俺も曲がりなりにも治癒魔法を学んだからわかる。こいつが元に戻ったのは、肉体の損傷を治すとか、物を修理するとか、そんな次元の話じゃない。
俺は直感的に理解する。
歯車には最初から傷などなかった。他ならぬマシなんとか五世が、そういう運命に書き換えたんだ。
「そんなんで怯むと思ってんすか? 一発でダメなら、何発でも喰らわせてやるっす!」
ウィッキーが威勢よく魔法を放つ。
「イクスプロード・スーパーノヴァ!」
輝く両手から発射されたのは、小さな小さな光の粒。それはゆらゆら舞いながら機械仕掛けの神に近づく。
「あれは……超最上級魔法の、イクスプロード・スーパーノヴァ? まさか現実に使い手がいるなんて……!」
シーラが驚嘆の声をあげる。
「そんなすごい魔法なのか?」
首肯するシーラ。
「伝説の中にしか存在しないと言われている魔法です。その威力は星をも破壊すると形容されるほどの、極大攻撃魔法なんです」
そんなの撃って大丈夫なのかよ。巻き込まれないのか。
(素晴らしい)
称賛の声。
嫌な予感がする。こいつの声には、まるで危機感がない。
いくら伝説級の魔法でも、効く気がしない。
光の粒が、歯車に触れた途端、眩い閃光が臨天の間を埋め尽くした。耳をつんざく爆音、網膜を焼き尽くすような激しい光。

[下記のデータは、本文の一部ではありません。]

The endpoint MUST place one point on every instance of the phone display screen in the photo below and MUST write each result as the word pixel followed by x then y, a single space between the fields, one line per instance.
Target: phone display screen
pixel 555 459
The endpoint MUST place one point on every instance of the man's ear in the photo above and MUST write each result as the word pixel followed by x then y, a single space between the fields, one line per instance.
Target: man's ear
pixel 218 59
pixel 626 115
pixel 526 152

俺は咄嗟に目と耳を塞ぐが、それでもかなり眩しいし、うるさかった。
やがてそれが収まり、俺は目を開く。
まるで最初から何もなかったかのように、機械仕掛けは消滅していた。それどころか、壁や天井の一部が綺麗になくなっている。機械仕掛けがあった空間にだけ、魔法の効果を限定したようだった。
「すごい技術」
セレンが無感動な声で呟く。けれど、内心は感動しているはずだ。
息を荒げたウィッキーが、ぐったりと膝をつく。
「はぁ……はぁ……もう魔力が空っぽっす」
いや、よくやったウィッキー。
直す間もなく全てを消し飛ばしてしまえば、さすがのあいつだって再生できるわけが。
(残念だったね)
あったようだ。
目の前の景色がぼやけたかと思うと、いつのまにかそこに歯車の羅列が復元されていた。
「うそ……だろ……?」
俺はそれを呆然と見上げる。
(賛美に値する才能だ。その歳であんなものを撃てるとはね。だが)
耳朶を打ったのは、呆れたような溜息だった。
(僕には通用しない)
チート野郎が。クソだなこいつは。
よくある無双系の主人公にドヤァされる敵役の気持ちが、今はよく分かる。
「打つ手なし」
セレンも戦意を喪失しているようだ。
ウィッキーは疲労困憊。
シーラは未だ困惑したままで、俺達に加勢しようとはしない。
(さぁ、今度は僕の番だ。どれくらい持ってくれるのかな)
やばい。
ここは俺がなんとかするしかないぜ。
「セレン。ウィッキーを連れて逃げろ!」
言うや否や、俺は歯車に向かって駆け出す。
「頼むぞ!」
俺が時間を稼いでみせる。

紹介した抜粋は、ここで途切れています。